The solution: Our Techtron® HPV PPS material was used to produce low-friction, self-lubricating insert bearings that could be snapped into the existing metallic pillow and flange blocks on the conveyors.
The results: In addition to eliminating the need for lubrication, our high-performance PPS bearings retained wear and strength properties at warm temperatures, resisted corrosion, and displayed dimensional stability both on machining and in the steamy production environment.
Pivot bushings for solar panels from TIVAR® UV UHMW-PE
The challenge: To absorb as much solar energy as possible, photovoltaic panels can pivot to follow the path of the sun. Enabling this motion required a conformal pivot bushing that would retain its form and performance properties throughout the day, and also for outdoor use and UV-exposure.
The solution: Our TIVAR® UV UHMW-PE material was selected for its long-wearing properties and excellent stability in outdoor environments.
The results: Low-friction, low-noise, UV-resistant, and self-lubricating, the TIVAR® UV bushings not only display the ideal wear properties for the application, they also retain these properties throughout the warranty period. They absorb no moisture, and the lubrication does not corrode or freeze, eliminating the need for maintenance despite constant exposure to the elements.
Reducing costs and aerospace emissions with self-lubricating wear strips for wing flaps
Our self-lubricating Duratron® T4301 PAI material was used to create a component that replaces the need for complex, labor-intensive parts.
Our wear-resistant PAI solution resulted in a lighter plane with a lower risk of failure, reducing both maintenance and emissions. Our part was so effective, it has since been adopted across the Aerospace industry.
The coefficient of friction (CoF) is a measurement of the resistance generated when sliding the surface of one material over another. The standard method of deriving CoF values for thermoplastic materials is the ASTM D3702, which makes it possible to compare materials and predict their wear performance.

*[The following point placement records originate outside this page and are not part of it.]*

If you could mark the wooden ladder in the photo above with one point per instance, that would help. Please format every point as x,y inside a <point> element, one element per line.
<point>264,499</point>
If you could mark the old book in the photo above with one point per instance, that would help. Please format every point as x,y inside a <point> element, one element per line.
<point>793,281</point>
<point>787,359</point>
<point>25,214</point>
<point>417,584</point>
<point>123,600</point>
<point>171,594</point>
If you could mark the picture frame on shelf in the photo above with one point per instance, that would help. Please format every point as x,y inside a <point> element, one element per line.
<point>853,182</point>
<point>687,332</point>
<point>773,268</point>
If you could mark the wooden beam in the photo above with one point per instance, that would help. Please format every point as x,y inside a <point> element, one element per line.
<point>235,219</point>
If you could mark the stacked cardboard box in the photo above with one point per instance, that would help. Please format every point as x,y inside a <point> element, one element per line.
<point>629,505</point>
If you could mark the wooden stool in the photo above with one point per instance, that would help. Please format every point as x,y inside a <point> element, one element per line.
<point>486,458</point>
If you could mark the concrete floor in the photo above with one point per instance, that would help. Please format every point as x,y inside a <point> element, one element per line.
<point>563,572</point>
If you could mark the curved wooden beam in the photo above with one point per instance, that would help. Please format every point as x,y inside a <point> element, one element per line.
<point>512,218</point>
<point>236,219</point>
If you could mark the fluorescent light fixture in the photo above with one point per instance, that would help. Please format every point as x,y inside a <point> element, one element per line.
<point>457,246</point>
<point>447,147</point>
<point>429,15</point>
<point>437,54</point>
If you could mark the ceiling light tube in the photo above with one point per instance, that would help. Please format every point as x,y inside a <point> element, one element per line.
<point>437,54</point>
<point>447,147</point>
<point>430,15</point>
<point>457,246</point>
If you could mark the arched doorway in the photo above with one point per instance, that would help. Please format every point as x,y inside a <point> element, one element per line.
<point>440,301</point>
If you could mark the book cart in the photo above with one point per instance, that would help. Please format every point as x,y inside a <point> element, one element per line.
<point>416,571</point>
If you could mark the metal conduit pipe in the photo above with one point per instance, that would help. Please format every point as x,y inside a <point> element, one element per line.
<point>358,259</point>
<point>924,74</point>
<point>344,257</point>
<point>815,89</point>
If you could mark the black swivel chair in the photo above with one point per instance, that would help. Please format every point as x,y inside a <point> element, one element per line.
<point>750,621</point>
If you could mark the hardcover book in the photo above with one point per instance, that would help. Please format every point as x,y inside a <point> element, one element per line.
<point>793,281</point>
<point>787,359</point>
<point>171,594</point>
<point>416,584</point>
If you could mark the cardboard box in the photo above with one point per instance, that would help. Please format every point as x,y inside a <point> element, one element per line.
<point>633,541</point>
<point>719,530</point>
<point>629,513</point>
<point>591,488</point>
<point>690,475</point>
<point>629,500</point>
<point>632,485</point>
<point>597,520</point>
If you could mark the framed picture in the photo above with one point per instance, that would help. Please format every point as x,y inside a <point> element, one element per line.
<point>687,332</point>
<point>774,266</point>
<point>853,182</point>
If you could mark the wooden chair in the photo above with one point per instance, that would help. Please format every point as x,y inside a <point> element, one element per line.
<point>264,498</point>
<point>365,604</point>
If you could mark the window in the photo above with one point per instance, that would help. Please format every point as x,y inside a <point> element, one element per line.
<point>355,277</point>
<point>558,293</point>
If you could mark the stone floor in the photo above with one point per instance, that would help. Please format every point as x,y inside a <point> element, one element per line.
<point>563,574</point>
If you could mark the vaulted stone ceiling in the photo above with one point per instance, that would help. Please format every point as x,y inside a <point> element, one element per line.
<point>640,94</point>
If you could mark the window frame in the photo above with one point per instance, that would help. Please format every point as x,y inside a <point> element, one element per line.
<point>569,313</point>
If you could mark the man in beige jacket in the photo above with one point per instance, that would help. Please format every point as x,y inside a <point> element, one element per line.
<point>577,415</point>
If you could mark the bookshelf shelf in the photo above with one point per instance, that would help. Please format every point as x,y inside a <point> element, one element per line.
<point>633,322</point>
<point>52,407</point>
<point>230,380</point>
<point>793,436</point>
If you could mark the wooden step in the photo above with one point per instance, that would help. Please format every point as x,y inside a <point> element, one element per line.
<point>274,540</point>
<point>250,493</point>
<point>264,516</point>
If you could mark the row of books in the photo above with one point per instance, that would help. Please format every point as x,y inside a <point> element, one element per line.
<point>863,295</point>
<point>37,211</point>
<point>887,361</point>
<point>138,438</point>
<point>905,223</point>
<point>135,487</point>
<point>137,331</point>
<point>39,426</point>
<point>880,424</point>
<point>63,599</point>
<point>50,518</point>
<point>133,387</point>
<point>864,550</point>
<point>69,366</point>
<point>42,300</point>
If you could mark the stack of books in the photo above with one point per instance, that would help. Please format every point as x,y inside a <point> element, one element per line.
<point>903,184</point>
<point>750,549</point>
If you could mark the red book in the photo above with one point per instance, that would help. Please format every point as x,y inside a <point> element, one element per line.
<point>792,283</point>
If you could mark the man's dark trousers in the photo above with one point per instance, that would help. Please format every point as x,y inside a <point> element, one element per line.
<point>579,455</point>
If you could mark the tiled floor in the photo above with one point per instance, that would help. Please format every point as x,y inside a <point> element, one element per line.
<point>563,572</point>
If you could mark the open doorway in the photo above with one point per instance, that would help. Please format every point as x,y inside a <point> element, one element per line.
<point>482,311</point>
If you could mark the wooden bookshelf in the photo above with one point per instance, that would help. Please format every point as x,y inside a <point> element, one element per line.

In ASTM D3702 testing, a polymeric sample is placed upon a polished steel thrust washer. A normal force is applied, followed by torque to get the plastic rotating. The CoF value is derived from the ratio of the two forces acting upon the mating surfaces: the sliding force (torque) and the normal force. The lower this ratio, the slicker the material.
There are two different CoF values that are important for understanding our materials’ frictional behavior: the static CoF and the dynamic CoF.
The static CoF refers to the ratio of the sliding force to the normal force at initial movement, going from rest to rotation. The dynamic CoF refers to the ratio of these forces once the washer is already in motion. Typically, the static CoF is higher than the dynamic CoF, as greater force is needed to initiate motion than to maintain it. Stick-slip occurs when the static and dynamic CoF values are too far apart, resulting in an unwanted jerking motion as the mating surfaces transition.
The wear rate, also known as the K factor, is a measure of a material’s resistance to wear.
To calculate the K factor of an engineering plastic, we apply the QTM 55010 test method, which uses a journal bearing rather than a thrust washer.
The K factor is calculated from the variables of pressure (the applied load), velocity, and elapsed time. The lower the K factor, the greater the wear resistance of the tested material.
The limiting pressure velocity, or limiting PV, is a metric expressing the maximum compression that a mated surface can bear.
The limiting PV helps engineers understand which pressure and velocity conditions can generate excessive frictional heat, causing the system to fail.
We calculate the limiting PV with the QTM 55007 method on the basis of the applied load over a given surface area and the velocity of the torque. The higher the limiting PV, the more compression and frictional heat the material can withstand.